Native Plants

Millboro Leather Flower

Clematis viticaulis

USDA symbol: CLVI8

perennial subshrub

Lower 48 states: native

If you’re a native plant enthusiast with a keen eye for botanical treasures, you may have heard whispers about the Millboro leather flower (Clematis viticaulis). This isn’t your garden-variety clematis – it’s one of Virginia’s most critically endangered wildflowers, and there’s a very good reason why you won’t find it ...

Millboro Leather Flower may be listed as rare in your area.
Global Conservation Status

Status: S1 | Critically imperiled: Typically 5 or fewer occurrences or under 1,000 remaining individuals.

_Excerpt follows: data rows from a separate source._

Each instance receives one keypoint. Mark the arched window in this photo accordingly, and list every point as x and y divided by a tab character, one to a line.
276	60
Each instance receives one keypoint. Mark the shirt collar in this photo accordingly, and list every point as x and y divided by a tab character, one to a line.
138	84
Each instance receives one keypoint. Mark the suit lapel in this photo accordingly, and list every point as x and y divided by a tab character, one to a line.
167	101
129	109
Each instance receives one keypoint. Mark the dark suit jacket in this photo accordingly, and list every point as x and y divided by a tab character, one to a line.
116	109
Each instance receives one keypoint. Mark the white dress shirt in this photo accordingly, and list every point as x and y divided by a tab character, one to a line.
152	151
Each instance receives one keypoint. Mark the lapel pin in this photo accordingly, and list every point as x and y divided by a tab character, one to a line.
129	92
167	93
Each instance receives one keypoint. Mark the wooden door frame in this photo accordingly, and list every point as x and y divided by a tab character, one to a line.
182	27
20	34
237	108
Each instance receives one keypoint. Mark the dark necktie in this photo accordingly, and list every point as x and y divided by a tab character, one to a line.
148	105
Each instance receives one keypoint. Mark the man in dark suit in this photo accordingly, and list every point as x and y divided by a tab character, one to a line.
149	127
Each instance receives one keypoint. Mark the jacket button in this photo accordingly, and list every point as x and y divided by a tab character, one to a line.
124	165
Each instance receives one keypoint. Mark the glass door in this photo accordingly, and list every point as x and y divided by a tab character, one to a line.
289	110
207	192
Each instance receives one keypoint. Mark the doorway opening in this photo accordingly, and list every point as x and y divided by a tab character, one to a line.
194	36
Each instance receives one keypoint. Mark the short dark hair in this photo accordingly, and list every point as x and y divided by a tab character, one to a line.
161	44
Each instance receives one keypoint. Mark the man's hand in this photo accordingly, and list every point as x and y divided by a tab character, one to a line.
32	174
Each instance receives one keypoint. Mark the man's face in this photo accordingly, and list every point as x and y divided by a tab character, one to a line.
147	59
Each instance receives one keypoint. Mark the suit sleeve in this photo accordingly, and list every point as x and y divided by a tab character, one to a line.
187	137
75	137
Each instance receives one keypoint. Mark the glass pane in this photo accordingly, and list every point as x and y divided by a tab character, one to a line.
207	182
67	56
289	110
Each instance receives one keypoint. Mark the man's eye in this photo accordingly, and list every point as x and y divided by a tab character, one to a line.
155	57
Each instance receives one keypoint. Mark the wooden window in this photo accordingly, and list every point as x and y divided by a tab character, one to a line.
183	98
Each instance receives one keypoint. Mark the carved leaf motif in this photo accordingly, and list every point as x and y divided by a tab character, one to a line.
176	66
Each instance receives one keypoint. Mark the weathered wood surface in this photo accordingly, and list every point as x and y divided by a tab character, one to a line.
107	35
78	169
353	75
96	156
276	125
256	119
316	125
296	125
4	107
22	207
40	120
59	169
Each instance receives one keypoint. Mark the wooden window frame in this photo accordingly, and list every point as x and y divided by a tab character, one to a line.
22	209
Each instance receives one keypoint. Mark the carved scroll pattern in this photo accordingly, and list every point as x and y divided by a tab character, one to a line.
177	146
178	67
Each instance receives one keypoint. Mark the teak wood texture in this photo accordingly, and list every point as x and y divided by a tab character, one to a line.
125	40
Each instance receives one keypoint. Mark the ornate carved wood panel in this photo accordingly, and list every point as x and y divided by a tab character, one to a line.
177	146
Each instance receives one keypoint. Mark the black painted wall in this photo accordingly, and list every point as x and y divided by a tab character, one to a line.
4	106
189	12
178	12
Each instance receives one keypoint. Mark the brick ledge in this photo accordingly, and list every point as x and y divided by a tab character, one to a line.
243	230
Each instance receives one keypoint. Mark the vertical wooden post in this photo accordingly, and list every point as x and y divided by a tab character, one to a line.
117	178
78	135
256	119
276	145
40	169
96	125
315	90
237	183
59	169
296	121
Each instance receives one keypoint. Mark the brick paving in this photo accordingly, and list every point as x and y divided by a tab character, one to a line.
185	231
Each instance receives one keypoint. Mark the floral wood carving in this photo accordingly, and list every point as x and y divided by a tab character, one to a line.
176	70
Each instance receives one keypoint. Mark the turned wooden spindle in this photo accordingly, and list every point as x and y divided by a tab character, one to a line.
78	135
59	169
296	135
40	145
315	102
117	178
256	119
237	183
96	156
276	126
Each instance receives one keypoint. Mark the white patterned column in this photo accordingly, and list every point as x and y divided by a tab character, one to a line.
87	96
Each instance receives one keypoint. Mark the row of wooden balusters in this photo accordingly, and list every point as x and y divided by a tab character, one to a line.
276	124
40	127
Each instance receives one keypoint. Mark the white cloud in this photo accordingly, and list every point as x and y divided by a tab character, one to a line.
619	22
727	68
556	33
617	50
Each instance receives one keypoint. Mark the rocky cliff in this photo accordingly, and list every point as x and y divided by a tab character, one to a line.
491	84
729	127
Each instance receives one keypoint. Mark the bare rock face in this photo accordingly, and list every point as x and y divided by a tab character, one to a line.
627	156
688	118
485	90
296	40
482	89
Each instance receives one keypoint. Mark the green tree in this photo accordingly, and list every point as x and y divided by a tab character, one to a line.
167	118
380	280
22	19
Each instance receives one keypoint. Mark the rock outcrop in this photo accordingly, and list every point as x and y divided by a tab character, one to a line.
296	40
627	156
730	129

Millboro Leather Flower: Virginia’s Rarest Clematis

If you’re a native plant enthusiast with a keen eye for botanical treasures, you may have heard whispers about the Millboro leather flower (Clematis viticaulis). This isn’t your garden-variety clematis – it’s one of Virginia’s most critically endangered wildflowers, and there’s a very good reason why you won’t find it at your local nursery.

What Makes This Plant So Special?

The Millboro leather flower is a perennial herbaceous wildflower that belongs to the buttercup family. Unlike its showy garden cousins, this modest clematis produces small, bell-shaped purple flowers that nod gracefully on slender stems. The flowers have a distinctive leathery texture that gives the plant its common name, and they typically bloom from late spring through early summer.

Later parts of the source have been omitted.